Пречта волновали не только и не столько разразившийся в Иране кризис и борьба разных сил в связи с этим. Здесь, в Вашингтоне, тоже велась борьба, и довольно нешуточная, – между государственным секретарем Сайрусом Вэнсом, начальником Пречта, и помощником президента по национальной безопасности Збигневом Бжезинским.
Вэнс полагал, как и президент Картер, что американская внешняя политика должна отражать основы американских моральных устоев. Американцы – убежденные сторонники свободы, справедливости и демократии, и они не желают поддерживать тиранов. А шах Ирана – тиран.
Организация «Международная амнистия» назвала нарушение прав человека в Иране самым худшим в мире, а многочисленные сообщения о систематическом применении шахским режимом пыток подтверждались Международной комиссией юристов. Поскольку шаху вернуло власть ЦРУ, а Соединенные Штаты поддерживали его режим, американский президент, много разглагольствовавший о правах человека, должен был все же что-то предпринимать.
В январе 1977 года президент Картер дал понять, что тоталитарные режимы могут лишиться американской помощи. Однако Картер проявлял нерешительность – потом в том же году он побывал с официальным визитом в Иране и публично расточал похвалы в адрес шаха, а Вэнс считал, что он делал это в интересах уважения прав человека.
Збигнев Бжезинский так не считал. Помощник президента по национальной безопасности полагал, что происходит схватка разных политических сил. Шах был союзником Соединенных Штатов, и его следовало поддерживать. Конечно, его нужно надоумить прекратить применять пытки – но не это главное.

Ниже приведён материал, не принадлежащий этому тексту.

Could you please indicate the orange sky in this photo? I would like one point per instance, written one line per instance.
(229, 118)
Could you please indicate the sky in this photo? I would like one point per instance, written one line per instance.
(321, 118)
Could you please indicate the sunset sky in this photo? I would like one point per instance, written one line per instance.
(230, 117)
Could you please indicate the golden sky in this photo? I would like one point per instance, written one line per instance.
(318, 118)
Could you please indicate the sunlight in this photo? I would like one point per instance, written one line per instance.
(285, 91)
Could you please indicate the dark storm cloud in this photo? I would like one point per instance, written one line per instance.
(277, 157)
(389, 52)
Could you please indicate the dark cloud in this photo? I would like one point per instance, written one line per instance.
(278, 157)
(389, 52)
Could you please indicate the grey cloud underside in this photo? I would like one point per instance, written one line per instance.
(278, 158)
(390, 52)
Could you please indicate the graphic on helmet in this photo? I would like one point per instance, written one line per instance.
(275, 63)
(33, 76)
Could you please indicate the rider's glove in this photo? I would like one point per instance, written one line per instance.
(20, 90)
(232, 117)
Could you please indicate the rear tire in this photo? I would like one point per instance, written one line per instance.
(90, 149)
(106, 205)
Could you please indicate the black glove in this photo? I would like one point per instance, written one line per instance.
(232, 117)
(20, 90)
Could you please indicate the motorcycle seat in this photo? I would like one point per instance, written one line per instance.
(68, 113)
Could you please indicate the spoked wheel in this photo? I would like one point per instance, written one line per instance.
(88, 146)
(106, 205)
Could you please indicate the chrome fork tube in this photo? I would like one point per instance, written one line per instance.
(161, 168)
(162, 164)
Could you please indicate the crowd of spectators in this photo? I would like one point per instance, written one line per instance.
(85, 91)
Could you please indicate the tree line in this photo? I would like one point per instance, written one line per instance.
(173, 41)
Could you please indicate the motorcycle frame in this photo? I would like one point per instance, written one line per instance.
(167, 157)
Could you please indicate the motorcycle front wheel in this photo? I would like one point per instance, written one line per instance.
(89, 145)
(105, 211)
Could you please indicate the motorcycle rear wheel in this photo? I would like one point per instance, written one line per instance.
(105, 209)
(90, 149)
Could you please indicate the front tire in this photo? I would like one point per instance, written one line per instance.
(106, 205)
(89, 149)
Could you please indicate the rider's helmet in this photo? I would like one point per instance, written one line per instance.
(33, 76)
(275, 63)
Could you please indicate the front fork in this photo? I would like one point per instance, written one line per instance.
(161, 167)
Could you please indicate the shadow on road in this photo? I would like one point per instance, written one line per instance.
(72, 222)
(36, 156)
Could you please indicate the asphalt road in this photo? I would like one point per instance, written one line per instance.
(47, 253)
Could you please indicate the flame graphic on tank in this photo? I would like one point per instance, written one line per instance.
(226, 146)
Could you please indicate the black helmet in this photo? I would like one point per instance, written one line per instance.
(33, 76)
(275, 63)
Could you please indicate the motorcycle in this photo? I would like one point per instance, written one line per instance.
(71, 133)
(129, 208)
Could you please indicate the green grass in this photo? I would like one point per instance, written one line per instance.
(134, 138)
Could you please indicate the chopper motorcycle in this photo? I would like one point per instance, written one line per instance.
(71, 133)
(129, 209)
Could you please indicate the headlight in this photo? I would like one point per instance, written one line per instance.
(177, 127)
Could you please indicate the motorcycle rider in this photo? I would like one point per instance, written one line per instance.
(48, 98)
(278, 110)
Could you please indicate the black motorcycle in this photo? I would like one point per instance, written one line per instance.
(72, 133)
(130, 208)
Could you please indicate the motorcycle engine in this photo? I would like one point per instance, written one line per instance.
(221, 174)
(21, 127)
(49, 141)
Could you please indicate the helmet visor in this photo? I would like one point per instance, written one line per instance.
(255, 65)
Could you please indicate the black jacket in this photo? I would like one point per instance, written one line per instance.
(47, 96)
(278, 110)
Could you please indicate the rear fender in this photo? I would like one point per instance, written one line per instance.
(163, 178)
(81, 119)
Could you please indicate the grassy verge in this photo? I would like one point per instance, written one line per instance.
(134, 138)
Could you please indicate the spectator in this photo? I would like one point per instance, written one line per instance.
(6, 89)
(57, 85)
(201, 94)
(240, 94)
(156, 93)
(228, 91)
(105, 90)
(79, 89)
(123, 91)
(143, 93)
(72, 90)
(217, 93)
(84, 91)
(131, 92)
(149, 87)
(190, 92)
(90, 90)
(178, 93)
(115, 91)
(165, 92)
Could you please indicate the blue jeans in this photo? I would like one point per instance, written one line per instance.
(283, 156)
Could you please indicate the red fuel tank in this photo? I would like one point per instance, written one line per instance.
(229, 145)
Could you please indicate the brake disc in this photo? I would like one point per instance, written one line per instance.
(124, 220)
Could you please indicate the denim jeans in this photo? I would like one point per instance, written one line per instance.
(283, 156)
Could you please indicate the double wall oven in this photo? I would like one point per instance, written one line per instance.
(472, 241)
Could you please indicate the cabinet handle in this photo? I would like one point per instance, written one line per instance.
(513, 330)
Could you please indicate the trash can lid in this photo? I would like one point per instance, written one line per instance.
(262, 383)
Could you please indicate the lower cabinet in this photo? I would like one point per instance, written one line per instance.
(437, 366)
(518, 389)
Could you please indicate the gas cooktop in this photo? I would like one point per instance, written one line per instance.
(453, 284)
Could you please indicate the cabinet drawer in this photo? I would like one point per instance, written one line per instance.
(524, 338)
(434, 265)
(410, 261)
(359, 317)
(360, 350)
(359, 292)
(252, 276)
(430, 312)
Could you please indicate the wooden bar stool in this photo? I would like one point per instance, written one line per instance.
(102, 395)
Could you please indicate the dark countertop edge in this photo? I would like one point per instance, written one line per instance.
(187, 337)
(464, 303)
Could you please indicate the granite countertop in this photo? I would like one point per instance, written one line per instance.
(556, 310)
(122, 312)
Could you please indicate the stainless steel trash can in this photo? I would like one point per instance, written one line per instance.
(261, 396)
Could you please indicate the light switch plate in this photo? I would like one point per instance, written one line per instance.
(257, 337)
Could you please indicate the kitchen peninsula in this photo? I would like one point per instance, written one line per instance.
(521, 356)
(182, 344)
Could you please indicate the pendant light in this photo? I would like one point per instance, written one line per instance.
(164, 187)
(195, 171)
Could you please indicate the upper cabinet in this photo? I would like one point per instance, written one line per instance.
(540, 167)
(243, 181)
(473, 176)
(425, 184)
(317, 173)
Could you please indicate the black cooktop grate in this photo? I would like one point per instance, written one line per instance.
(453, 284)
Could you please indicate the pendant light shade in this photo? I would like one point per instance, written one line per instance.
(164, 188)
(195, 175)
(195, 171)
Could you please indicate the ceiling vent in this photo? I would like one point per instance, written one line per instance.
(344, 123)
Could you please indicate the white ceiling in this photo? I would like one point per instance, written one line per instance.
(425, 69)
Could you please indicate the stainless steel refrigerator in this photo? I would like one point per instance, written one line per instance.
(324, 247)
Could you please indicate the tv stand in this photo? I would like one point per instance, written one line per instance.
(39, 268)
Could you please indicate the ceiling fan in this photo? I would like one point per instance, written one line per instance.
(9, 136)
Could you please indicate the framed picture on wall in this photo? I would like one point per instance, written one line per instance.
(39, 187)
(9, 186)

Его методы правления подвергаются ожесточенным нападкам, поэтому нет времени на их либерализацию.
«А когда же придет такое время?» – вопрошали сторонники Вэнса. Власть шаха всегда была сильна на протяжении почти двадцати пяти лет его пребывания на троне, но никогда он не подавал каких-то признаков стремления ввести более мягкие и терпимые методы управления страной. Бжезинский на это отвечал: «А назовите мне хотя бы одно мягкое правительство в этом регионе мира».
Кое-кто в администрации Картера полагал, что если Америка не станет поддерживать принципы свободы и демократии, то не будет и смысла во внешней политике вообще. Но это была крайняя точка зрения, поэтому ее выразители выдвинули более прагматический аргумент: иранский народ достаточно натерпелся от шаха и намерен свергнуть его, не считаясь, что думает на этот счет Вашингтон.
«Ерунда, – говорил на это Бжезинский. – Читайте историю». Революции побеждали, когда правители шли на уступки, и терпели поражения, когда власть предержащие крушили восставших железным кулаком. Иранская армия, в которой насчитывается четыреста тысяч солдат и офицеров, легко может подавить любой мятеж.
Сторонники Вэнса – и Генри Пречт в их числе – не соглашались с теорией революций Бжезинского, гласившей: тираны, над которыми нависает угроза, идут на уступки восставшим, когда те сильны и нет других путей удержать власть. А что еще важнее – приверженцы Вэнса не верили, что в иранской армии насчитывалось четыреста тысяч человек. Подсчитать точно ее численность не представлялось возможным – солдаты массами дезертировали, и армия сокращалась ежемесячно на восемь процентов. В преддверии всеобщей гражданской войны на сторону революционеров переходили целые воинские части в полном составе.
Обе вашингтонские фракции получали информацию из разных источников. Бжезинский слушал, что говорил Ардешир Захеди, близкий родственник шаха и самый могущественный его сторонник в Иране. Вэнс же прислушивался к информации от посла Салливана. Его сообщения не были последовательными, как того хотелось Вашингтону, – возможно, потому, что обстановка в Иране была крайне сложной и запутанной. Но вот, начиная с сентября, в сообщениях стала превалировать главная тенденция, гласящая, что режим шаха обречен.